I think it inevitable that they will, however please remember that billion of pounds less is being lent by banks etc in the UK , so QE is really only a replacement for the money the banks lent before before.

Also remember that BANKS have to have much higher reserves than before. Where do you think they will park their cash when they are properly capitalised? Possibly Government bonds etc?
By:
Mc Moonbeam
When: 16 Feb 10 12:22
Chisel

Doesn't 1) contradict .. 2) .. ?

and the QE money Was Used to buy up Government Bonds ... so forth devaluing them too :(
By:
chisel
When: 16 Feb 10 13:36
Idea is that it actually increases the value of them. That is why other institutions make a profit when they sell them.
By:
Pangloss
When: 16 Feb 10 14:57
Maybe your idea - but it hasn't happened. 10 year gilt yield now exceed those of Italy and Spain, and that is before QE is unwound.
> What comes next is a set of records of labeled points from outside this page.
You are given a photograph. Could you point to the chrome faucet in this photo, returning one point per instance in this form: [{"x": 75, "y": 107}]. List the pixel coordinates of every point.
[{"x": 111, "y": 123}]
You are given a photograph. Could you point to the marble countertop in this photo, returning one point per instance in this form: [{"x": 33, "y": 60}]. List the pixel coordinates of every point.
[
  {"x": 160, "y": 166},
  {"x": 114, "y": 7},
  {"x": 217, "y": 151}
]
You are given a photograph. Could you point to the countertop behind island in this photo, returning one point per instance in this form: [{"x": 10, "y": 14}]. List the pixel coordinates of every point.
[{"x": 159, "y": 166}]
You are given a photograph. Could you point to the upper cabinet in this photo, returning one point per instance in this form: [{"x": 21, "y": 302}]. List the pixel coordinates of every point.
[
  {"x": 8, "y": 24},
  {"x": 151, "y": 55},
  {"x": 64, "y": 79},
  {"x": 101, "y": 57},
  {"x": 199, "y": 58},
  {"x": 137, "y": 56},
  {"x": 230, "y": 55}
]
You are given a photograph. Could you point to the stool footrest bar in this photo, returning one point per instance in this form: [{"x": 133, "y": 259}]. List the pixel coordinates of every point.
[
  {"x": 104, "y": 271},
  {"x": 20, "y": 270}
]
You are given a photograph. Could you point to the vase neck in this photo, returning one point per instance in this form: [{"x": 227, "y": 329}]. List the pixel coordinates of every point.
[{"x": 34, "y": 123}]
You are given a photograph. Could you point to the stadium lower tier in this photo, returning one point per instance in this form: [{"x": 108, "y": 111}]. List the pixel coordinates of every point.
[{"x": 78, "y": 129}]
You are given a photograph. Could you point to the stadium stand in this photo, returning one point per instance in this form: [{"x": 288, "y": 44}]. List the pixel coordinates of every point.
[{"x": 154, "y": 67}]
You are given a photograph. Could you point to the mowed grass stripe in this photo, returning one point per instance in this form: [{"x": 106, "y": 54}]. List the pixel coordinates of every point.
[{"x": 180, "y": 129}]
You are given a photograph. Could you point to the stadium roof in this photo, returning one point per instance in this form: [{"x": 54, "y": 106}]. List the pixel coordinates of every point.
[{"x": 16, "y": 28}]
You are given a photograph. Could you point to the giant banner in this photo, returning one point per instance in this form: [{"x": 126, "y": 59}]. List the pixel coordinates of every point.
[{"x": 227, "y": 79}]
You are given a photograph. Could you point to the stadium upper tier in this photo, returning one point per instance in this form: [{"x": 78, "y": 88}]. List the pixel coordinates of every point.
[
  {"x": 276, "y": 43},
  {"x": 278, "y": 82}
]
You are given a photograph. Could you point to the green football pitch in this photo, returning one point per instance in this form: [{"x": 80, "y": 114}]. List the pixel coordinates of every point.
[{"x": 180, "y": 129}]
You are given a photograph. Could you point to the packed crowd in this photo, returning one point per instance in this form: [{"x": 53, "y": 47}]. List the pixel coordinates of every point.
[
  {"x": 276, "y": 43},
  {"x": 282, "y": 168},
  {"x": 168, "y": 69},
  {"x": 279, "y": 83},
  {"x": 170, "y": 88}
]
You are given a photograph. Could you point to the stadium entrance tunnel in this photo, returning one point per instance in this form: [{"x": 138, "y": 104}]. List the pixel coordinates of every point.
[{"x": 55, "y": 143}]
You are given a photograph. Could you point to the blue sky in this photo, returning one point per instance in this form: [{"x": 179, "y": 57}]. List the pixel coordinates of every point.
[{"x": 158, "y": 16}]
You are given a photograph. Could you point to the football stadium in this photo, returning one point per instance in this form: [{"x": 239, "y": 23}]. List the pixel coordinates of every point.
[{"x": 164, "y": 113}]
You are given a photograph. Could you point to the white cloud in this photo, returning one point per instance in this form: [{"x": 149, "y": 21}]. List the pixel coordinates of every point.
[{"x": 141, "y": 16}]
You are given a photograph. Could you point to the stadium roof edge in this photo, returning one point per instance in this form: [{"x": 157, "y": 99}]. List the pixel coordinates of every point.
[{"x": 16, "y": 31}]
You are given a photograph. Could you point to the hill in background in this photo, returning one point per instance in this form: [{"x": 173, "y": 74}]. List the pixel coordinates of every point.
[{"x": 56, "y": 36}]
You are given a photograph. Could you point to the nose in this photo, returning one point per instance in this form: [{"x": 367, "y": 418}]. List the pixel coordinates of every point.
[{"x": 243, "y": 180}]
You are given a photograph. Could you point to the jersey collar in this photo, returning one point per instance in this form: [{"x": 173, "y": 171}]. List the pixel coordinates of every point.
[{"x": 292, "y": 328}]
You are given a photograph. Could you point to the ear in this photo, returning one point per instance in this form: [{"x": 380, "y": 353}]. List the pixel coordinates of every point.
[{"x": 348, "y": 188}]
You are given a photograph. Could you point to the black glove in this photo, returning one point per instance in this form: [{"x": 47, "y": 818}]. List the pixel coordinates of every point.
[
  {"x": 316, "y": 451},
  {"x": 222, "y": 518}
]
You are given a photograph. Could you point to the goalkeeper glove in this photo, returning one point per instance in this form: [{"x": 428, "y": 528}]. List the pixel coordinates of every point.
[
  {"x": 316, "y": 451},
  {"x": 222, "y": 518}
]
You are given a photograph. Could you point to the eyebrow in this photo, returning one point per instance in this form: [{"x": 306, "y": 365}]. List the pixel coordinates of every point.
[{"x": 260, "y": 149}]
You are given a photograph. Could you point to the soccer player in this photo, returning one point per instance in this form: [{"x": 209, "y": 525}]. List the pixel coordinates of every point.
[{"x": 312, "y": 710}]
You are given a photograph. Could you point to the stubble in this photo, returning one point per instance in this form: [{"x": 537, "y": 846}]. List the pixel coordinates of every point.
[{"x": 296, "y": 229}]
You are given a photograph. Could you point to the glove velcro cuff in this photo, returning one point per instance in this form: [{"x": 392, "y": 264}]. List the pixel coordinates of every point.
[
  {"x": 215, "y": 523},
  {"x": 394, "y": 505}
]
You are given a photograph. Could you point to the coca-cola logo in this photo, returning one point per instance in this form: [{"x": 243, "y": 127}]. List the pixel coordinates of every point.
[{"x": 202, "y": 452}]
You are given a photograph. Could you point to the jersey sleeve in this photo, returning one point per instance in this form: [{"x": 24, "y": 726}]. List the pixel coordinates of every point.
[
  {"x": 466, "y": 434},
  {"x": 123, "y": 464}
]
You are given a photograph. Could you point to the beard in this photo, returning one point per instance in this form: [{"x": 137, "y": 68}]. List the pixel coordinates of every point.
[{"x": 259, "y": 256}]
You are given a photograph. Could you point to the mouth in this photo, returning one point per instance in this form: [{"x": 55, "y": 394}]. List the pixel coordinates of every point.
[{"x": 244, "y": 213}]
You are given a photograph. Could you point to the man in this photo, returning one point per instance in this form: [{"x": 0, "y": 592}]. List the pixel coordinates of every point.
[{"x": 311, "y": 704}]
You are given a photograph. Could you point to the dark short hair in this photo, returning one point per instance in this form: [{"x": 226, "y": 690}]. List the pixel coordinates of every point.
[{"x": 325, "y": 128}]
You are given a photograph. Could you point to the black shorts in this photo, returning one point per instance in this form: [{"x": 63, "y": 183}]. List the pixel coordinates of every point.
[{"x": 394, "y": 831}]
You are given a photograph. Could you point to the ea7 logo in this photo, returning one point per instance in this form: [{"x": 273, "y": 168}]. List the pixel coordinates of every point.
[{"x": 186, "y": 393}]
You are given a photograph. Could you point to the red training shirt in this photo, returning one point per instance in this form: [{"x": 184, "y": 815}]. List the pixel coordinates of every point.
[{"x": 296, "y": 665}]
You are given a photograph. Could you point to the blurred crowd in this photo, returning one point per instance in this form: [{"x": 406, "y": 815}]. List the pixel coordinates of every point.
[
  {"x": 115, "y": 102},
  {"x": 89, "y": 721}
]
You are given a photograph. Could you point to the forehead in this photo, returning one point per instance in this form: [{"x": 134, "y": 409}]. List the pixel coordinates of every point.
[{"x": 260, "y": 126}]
QE was a sticking plaster strategy, designed to put off the car crash till after the election. As the recent rise in UK gilt yields above those of some of Europe's pending basket cases, the market may burst the bubble sooner than the government would like.
By:
Larry's Codpiece.
When: 16 Feb 10 22:08
Don't tell me that people are stil being taken in by deflation man?

You are being conned. Chisel isn't a real person. It is a computer programme designed by an IT geek. Its only function is to randomly spew out craap. It is part of government misinformation propaganda.